Protein–protein interaction (PPI) networks and functional enrichment analysis

We utilized the online database STRING (https://string-db.org) to construct the PPI network using DEGs that differentiate between high and low ATP6AP1 expression levels. This network was then visualized using the R packages "igraph" and "ggraph." The defined cut-off value was an interaction score of 0.4, based on the median confidence. For the analysis of DEGs between the high- and low-ATP6AP1 groups, we employed the cluster Profiler R package. This package facilitated the investigation of Gene Ontology (GO) and Kyoto Encyclopedia of Genes and Genomes (KEGG) pathway enrichment.

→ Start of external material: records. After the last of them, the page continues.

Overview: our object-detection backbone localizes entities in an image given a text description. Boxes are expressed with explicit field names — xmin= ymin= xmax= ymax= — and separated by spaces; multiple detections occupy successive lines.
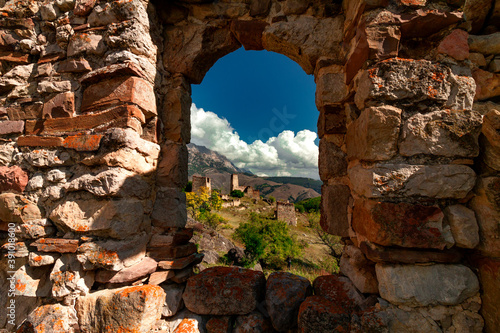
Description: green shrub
xmin=234 ymin=213 xmax=302 ymax=269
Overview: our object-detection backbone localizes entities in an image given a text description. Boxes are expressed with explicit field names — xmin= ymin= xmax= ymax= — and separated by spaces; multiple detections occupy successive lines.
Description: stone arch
xmin=0 ymin=0 xmax=500 ymax=332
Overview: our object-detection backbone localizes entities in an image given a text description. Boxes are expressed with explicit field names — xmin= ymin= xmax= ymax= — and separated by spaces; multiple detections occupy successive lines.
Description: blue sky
xmin=191 ymin=48 xmax=318 ymax=178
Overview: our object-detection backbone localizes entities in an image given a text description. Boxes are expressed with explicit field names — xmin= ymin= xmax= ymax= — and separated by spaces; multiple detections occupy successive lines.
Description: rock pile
xmin=0 ymin=0 xmax=500 ymax=332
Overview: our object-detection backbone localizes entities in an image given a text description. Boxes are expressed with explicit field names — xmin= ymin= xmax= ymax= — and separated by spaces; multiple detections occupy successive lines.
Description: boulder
xmin=443 ymin=205 xmax=479 ymax=249
xmin=233 ymin=311 xmax=274 ymax=333
xmin=266 ymin=272 xmax=312 ymax=332
xmin=352 ymin=199 xmax=454 ymax=250
xmin=375 ymin=264 xmax=479 ymax=307
xmin=298 ymin=296 xmax=351 ymax=333
xmin=75 ymin=285 xmax=165 ymax=333
xmin=183 ymin=267 xmax=266 ymax=315
xmin=346 ymin=105 xmax=402 ymax=161
xmin=17 ymin=304 xmax=80 ymax=333
xmin=348 ymin=164 xmax=476 ymax=199
xmin=0 ymin=165 xmax=28 ymax=192
xmin=354 ymin=58 xmax=475 ymax=110
xmin=399 ymin=110 xmax=482 ymax=158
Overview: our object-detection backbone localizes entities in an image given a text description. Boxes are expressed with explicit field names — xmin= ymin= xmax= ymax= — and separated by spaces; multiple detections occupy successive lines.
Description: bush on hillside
xmin=230 ymin=190 xmax=245 ymax=198
xmin=234 ymin=213 xmax=302 ymax=270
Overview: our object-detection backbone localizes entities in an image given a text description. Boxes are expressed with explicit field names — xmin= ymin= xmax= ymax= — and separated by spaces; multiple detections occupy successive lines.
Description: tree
xmin=234 ymin=213 xmax=302 ymax=269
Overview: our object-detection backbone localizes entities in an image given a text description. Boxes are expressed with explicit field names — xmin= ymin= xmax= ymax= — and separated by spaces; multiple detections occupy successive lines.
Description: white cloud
xmin=191 ymin=104 xmax=318 ymax=179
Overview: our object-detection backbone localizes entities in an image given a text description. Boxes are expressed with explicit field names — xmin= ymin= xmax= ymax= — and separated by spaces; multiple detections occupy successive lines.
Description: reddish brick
xmin=63 ymin=134 xmax=103 ymax=151
xmin=17 ymin=136 xmax=64 ymax=147
xmin=158 ymin=253 xmax=205 ymax=269
xmin=6 ymin=103 xmax=43 ymax=120
xmin=82 ymin=76 xmax=156 ymax=118
xmin=26 ymin=105 xmax=144 ymax=135
xmin=0 ymin=51 xmax=29 ymax=64
xmin=31 ymin=238 xmax=78 ymax=253
xmin=438 ymin=29 xmax=469 ymax=60
xmin=148 ymin=243 xmax=197 ymax=260
xmin=0 ymin=120 xmax=24 ymax=135
xmin=42 ymin=91 xmax=75 ymax=119
xmin=57 ymin=59 xmax=92 ymax=73
xmin=73 ymin=0 xmax=97 ymax=16
xmin=0 ymin=165 xmax=28 ymax=193
xmin=80 ymin=62 xmax=147 ymax=84
xmin=352 ymin=199 xmax=448 ymax=250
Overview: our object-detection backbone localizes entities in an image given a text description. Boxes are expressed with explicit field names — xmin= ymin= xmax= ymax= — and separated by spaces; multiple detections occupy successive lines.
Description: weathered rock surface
xmin=346 ymin=106 xmax=402 ymax=161
xmin=339 ymin=245 xmax=378 ymax=294
xmin=49 ymin=196 xmax=145 ymax=239
xmin=399 ymin=110 xmax=482 ymax=157
xmin=266 ymin=272 xmax=312 ymax=332
xmin=348 ymin=164 xmax=476 ymax=199
xmin=298 ymin=296 xmax=351 ymax=333
xmin=352 ymin=200 xmax=454 ymax=250
xmin=469 ymin=177 xmax=500 ymax=257
xmin=375 ymin=264 xmax=479 ymax=307
xmin=443 ymin=205 xmax=479 ymax=249
xmin=18 ymin=304 xmax=79 ymax=333
xmin=77 ymin=233 xmax=149 ymax=272
xmin=75 ymin=285 xmax=165 ymax=333
xmin=183 ymin=267 xmax=266 ymax=315
xmin=0 ymin=166 xmax=28 ymax=192
xmin=354 ymin=59 xmax=475 ymax=110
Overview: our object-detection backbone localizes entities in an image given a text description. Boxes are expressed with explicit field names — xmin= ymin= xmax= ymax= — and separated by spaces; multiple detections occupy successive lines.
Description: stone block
xmin=42 ymin=91 xmax=75 ymax=119
xmin=183 ymin=267 xmax=266 ymax=315
xmin=82 ymin=76 xmax=157 ymax=118
xmin=354 ymin=58 xmax=475 ymax=110
xmin=375 ymin=264 xmax=479 ymax=307
xmin=469 ymin=177 xmax=500 ymax=257
xmin=231 ymin=21 xmax=269 ymax=51
xmin=160 ymin=75 xmax=191 ymax=144
xmin=438 ymin=29 xmax=469 ymax=60
xmin=0 ymin=120 xmax=24 ymax=135
xmin=151 ymin=188 xmax=187 ymax=228
xmin=319 ymin=137 xmax=347 ymax=182
xmin=31 ymin=238 xmax=78 ymax=253
xmin=156 ymin=142 xmax=188 ymax=188
xmin=95 ymin=257 xmax=158 ymax=283
xmin=298 ymin=296 xmax=351 ymax=332
xmin=443 ymin=205 xmax=479 ymax=249
xmin=352 ymin=199 xmax=453 ymax=250
xmin=26 ymin=105 xmax=145 ymax=135
xmin=49 ymin=197 xmax=146 ymax=239
xmin=475 ymin=257 xmax=500 ymax=333
xmin=346 ymin=106 xmax=401 ymax=161
xmin=77 ymin=233 xmax=149 ymax=272
xmin=359 ymin=241 xmax=463 ymax=264
xmin=480 ymin=109 xmax=500 ymax=171
xmin=0 ymin=165 xmax=28 ymax=192
xmin=315 ymin=65 xmax=349 ymax=110
xmin=472 ymin=68 xmax=500 ymax=101
xmin=399 ymin=110 xmax=482 ymax=158
xmin=320 ymin=185 xmax=352 ymax=237
xmin=75 ymin=285 xmax=165 ymax=333
xmin=347 ymin=164 xmax=476 ymax=199
xmin=340 ymin=245 xmax=378 ymax=294
xmin=266 ymin=272 xmax=312 ymax=332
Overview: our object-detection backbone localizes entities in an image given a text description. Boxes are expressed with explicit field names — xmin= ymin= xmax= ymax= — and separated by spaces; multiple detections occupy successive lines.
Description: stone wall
xmin=0 ymin=0 xmax=500 ymax=332
xmin=189 ymin=176 xmax=212 ymax=192
xmin=276 ymin=201 xmax=297 ymax=226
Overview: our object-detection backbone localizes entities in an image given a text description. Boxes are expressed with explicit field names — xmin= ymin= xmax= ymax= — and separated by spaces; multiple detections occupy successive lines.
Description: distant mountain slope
xmin=188 ymin=143 xmax=321 ymax=202
xmin=264 ymin=177 xmax=323 ymax=193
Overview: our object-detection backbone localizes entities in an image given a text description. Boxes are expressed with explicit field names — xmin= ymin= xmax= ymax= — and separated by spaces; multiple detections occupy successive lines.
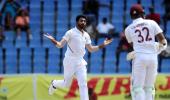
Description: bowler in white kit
xmin=125 ymin=4 xmax=167 ymax=100
xmin=44 ymin=15 xmax=112 ymax=100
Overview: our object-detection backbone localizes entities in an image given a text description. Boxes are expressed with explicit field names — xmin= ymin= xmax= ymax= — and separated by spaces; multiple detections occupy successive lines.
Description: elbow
xmin=56 ymin=45 xmax=63 ymax=48
xmin=88 ymin=49 xmax=94 ymax=53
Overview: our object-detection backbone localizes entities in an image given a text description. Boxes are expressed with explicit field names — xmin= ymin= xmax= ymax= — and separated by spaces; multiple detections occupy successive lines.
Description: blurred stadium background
xmin=0 ymin=0 xmax=170 ymax=100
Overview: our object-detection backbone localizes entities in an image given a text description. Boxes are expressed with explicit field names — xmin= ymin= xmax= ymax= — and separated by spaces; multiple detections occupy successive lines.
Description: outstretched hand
xmin=43 ymin=33 xmax=54 ymax=40
xmin=104 ymin=39 xmax=113 ymax=46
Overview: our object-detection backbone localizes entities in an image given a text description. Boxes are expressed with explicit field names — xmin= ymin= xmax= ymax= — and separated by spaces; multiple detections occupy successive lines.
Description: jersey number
xmin=135 ymin=27 xmax=152 ymax=43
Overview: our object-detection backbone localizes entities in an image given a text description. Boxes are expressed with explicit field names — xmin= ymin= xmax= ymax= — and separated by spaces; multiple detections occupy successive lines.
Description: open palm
xmin=104 ymin=39 xmax=113 ymax=45
xmin=44 ymin=33 xmax=54 ymax=40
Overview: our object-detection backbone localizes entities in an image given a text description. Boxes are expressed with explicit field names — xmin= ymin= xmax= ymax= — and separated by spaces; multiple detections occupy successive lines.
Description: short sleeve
xmin=63 ymin=31 xmax=71 ymax=41
xmin=125 ymin=28 xmax=132 ymax=43
xmin=153 ymin=21 xmax=163 ymax=35
xmin=86 ymin=33 xmax=91 ymax=44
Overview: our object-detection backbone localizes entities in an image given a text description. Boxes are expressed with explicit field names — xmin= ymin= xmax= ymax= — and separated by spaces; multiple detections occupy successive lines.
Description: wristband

Tissue arrays and immunohistochemical (IHC) staining

The tissue microarrays of human CRC (ZL-Cocsur1801, N = 90) were obtained from Shanghai Zhuolibiotech Company Co., Ltd. (Shanghai, China). The array manufacturer provided the clinical and pathological information pertaining to the samples. The microarray underwent dewaxing in xylene baths for a total of three cycles, followed by rehydration using a graded series of alcohols. Subsequently, it was subjected to heat retrieval in a pressure cooker with sodium citrate buffer (pH 6.0) for 15 min. For IHC, the ATP6AP1 antibody (Proteintech, 15365-1-AP) was employed following the specified protocols. The staining scores for IHC (IS) were categorized into four ranks: 0 for negative, 1 for weak, 2 for moderate, and 3 for strong. To assess the percentage of positively stained cells (PS), we assigned scores as follows: 0 (< 5%), 1 (5–25%), 2 (25–50%), 3 (50–75%), and 4 (75–100%). The overall score for each slide was determined as the product of IS and PS, ranging from 0 to 12.

Statistical analysis

Normalization of the data obtained from TCGA was carried out through log2 transformation. To assess the correlation between the two variables, we employed either Spearman's or Pearson's test. Various genetic correlation analyses were performed using R (version 3.6.3), along with the ggplot2 package. The TCGA dataset for COAD and READ was accessed through the following link: https://portal.gdc.cancer.gov/. For survival analysis, HRs and p-values were computed using either univariate Cox regression analysis or Log-rank test. A significance threshold of p-value < 0.05 was adopted for all statistical analyses.

Statement

Our research involves human tissues derived from tumor and adjacent normal tissues of CRC patients. All patients signed an informed consent form. Ethical approval for this study was obtained from the Ethical Committee of Medical Research, Jiangsu Province Hospital of Nanjing Medical University (2018-SR-258). There are no clinical trials or animal experiments in our research. All experiments were performed in accordance with relevant guidelines and regulations.

Informed consent

Written informed consent for publication was obtained from all participants.